I was thinking, there has been so much encouragement for businesses and individuals alike to start blogging – and after reading several books, blogs and articles, it is no doubt that blogging is the current wave of user generated content, and virtually anyone who has or has not used a computer can blog.
Take a peek down an Amazon search on blogging, and you will find endless books advocating business blogging, and books teaching businesses how to get online with blogs, or use blogs as a platform where executives can really speak with authenticity and transparency to the stakeholders.
But the real question here is – is blogging really for everyone? Is there a group of people who really should not blog?
I personally feel that blogs may not be for everyone. However, this small population should form the real minority. Here are four groups which I can think of.
#1 People who want command and control
It is understandable that some people want ultimate control over what is said about them. Blogging, afterall, is about being open, accepting criticism through your comments and addressing these comments in the authentic manner. By starting a blog you are essentially opening your doors to people and saying “hey, I want some feedback, I am open to feedback”.
When feedback (whether good or bad) pours in, there is practically nothing you can do to stop it. Even shutting down the blog does not work, because we know how powerful a medium blogs can be in echoing and passing the message on.
To start a blog, you must first enjoy discussion and dialogue, not command, control and monologues.
#2 Dull people
It is not up to me to say whose content is dull and whose is not, and there is no “dull blog indicator” (at least, not as I have heard of) about rating the dullness of a blog.
However, blogs cannot afford to be dull – they need to be interesting to read.

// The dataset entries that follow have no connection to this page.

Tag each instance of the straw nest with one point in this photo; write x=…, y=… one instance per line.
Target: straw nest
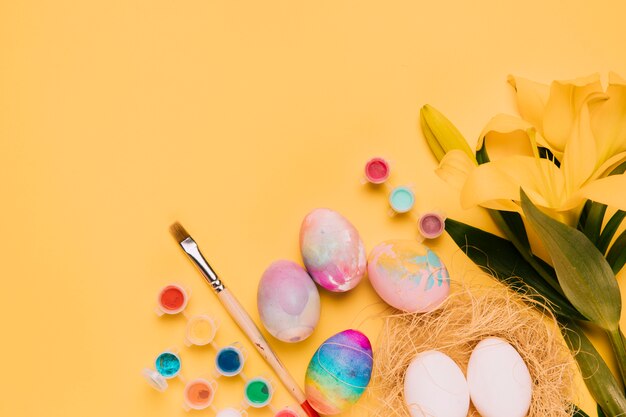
x=456, y=327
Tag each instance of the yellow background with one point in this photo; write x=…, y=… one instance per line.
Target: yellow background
x=235, y=117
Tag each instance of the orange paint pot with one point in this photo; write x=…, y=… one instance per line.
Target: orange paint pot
x=172, y=299
x=199, y=393
x=285, y=412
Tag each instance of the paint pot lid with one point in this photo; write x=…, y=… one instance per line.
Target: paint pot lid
x=431, y=225
x=401, y=199
x=172, y=299
x=230, y=412
x=199, y=393
x=377, y=170
x=155, y=379
x=201, y=330
x=258, y=392
x=168, y=364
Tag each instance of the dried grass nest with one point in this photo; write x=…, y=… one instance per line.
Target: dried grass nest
x=463, y=320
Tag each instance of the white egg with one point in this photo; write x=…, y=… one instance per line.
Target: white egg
x=498, y=380
x=434, y=386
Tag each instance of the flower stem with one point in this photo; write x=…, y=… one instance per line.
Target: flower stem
x=619, y=349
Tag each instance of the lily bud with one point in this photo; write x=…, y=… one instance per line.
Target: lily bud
x=441, y=135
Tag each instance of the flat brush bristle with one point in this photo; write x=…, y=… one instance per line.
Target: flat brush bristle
x=179, y=232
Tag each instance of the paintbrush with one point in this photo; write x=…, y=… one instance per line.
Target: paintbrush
x=240, y=316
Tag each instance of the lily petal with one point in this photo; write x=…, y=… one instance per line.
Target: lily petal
x=455, y=167
x=531, y=99
x=502, y=179
x=579, y=158
x=506, y=135
x=609, y=120
x=563, y=108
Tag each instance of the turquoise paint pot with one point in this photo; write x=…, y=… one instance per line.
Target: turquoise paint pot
x=168, y=364
x=401, y=199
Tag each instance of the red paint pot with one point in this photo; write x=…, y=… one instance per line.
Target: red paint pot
x=172, y=299
x=377, y=170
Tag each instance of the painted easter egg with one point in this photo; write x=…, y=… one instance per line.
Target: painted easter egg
x=434, y=386
x=339, y=372
x=288, y=301
x=498, y=379
x=408, y=276
x=332, y=250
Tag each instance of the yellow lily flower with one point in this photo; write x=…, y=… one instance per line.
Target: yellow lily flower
x=582, y=125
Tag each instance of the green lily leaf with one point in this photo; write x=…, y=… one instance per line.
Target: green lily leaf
x=601, y=383
x=585, y=276
x=512, y=225
x=617, y=254
x=500, y=258
x=609, y=231
x=592, y=217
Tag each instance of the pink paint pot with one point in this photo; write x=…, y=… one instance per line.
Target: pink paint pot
x=172, y=299
x=199, y=394
x=377, y=170
x=431, y=225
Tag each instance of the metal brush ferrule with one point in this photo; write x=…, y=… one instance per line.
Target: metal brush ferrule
x=191, y=248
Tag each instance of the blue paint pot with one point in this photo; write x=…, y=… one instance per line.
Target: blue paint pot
x=229, y=361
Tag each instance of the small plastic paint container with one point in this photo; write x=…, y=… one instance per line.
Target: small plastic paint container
x=258, y=392
x=431, y=225
x=199, y=394
x=155, y=379
x=201, y=330
x=231, y=412
x=286, y=412
x=229, y=360
x=401, y=199
x=172, y=299
x=167, y=364
x=377, y=170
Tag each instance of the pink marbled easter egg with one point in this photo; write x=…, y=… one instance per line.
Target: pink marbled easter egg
x=408, y=276
x=288, y=302
x=332, y=250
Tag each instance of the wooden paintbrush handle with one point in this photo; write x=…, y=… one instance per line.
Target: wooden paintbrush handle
x=251, y=330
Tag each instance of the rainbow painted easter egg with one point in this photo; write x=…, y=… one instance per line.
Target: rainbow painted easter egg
x=339, y=372
x=408, y=276
x=288, y=301
x=332, y=250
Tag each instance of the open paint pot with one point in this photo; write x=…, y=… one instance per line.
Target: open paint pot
x=172, y=299
x=431, y=225
x=258, y=392
x=167, y=364
x=286, y=412
x=231, y=412
x=199, y=394
x=201, y=330
x=401, y=199
x=230, y=359
x=377, y=170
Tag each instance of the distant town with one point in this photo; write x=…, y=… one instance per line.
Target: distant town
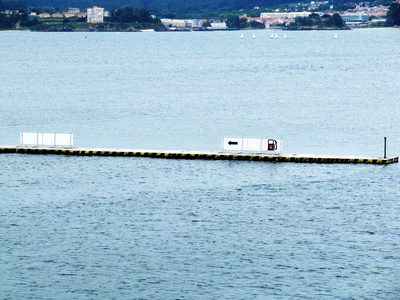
x=312, y=15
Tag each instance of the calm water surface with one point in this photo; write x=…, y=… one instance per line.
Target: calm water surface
x=137, y=228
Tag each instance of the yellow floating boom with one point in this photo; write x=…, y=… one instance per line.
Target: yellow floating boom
x=174, y=154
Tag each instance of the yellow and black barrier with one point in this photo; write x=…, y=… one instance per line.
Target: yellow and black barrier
x=203, y=155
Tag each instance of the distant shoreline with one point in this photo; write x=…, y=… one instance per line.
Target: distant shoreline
x=247, y=29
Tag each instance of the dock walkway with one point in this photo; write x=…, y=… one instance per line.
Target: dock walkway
x=205, y=155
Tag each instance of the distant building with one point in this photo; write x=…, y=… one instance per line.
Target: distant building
x=57, y=16
x=44, y=15
x=284, y=15
x=95, y=15
x=73, y=10
x=218, y=26
x=355, y=17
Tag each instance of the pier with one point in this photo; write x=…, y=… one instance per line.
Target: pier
x=201, y=155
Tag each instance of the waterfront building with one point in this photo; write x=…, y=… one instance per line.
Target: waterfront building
x=354, y=18
x=95, y=15
x=218, y=26
x=284, y=15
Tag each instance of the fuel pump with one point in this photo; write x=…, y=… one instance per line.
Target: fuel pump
x=272, y=145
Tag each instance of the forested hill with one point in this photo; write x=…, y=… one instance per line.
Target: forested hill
x=175, y=6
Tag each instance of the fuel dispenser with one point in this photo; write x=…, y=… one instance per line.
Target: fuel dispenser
x=272, y=145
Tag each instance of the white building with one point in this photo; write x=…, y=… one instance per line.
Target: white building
x=218, y=26
x=95, y=15
x=284, y=15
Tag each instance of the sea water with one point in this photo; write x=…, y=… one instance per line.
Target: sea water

With over 50 million blogs on the blogosphere and the figures rising every second, the instant and reflexive action that people will take when they hit a dull article is “NEXT!”.
Then again, I emphasise that it is really not up to me, or anyone, for that matter to determine if a blog is dull. If you come and talk to me about needlework or cross-stitching, you bet I will say “NEXT!”, but the same information may appeal to the enthusiasts. What is important then, is that we correctly identify our target audience, and make sure the blog appeals to that audience.
#3 Companies working on sensitive issues
I believe not all companies should have a corporate blog. Some blogs may prove to be more detrimental to some companies than useful. For example, I’d be surprised is any military organization, or any company dealing with security related issued would start a blog, and tell people all about their technology.
These companies are dealing with sensitive issues – and not only sensitive, but what could also prove to be a life-and-death issue should any unfortunate leaks of information occur. These companies should not blog.
#4 Employees who have nothing but bad opinions about their employers
While this again is a very controversial topic, I have personally read blogs that are simply “frustration vents” where an employee of a company does nothing but rampant on about the bad stuff about their bosses and the company they work for. Obviously, many of these employees might not be aware that what they post up on their blogs are essentially viewable by the public.
The employer, of course, could tackle this in two ways. The first way is of course, to get the employee dooced, and there has been many cases of such. This can backfire, however, especially in the blogosphere where fellow bloggers are willing to be vigilant and drop the employer another punch of not being open to criticism.
The second and better way would be to tackle the issue at its roots – talking to the employee personally about the content published on the blog, and really addressing the blogger’s concerns. This can not only save the employer the hassle of getting and retraining a new employee, but also earn credibility that you actually listen to your employee’s feedback.
Who else should not blog? Should I not blog? Ooops… Too late!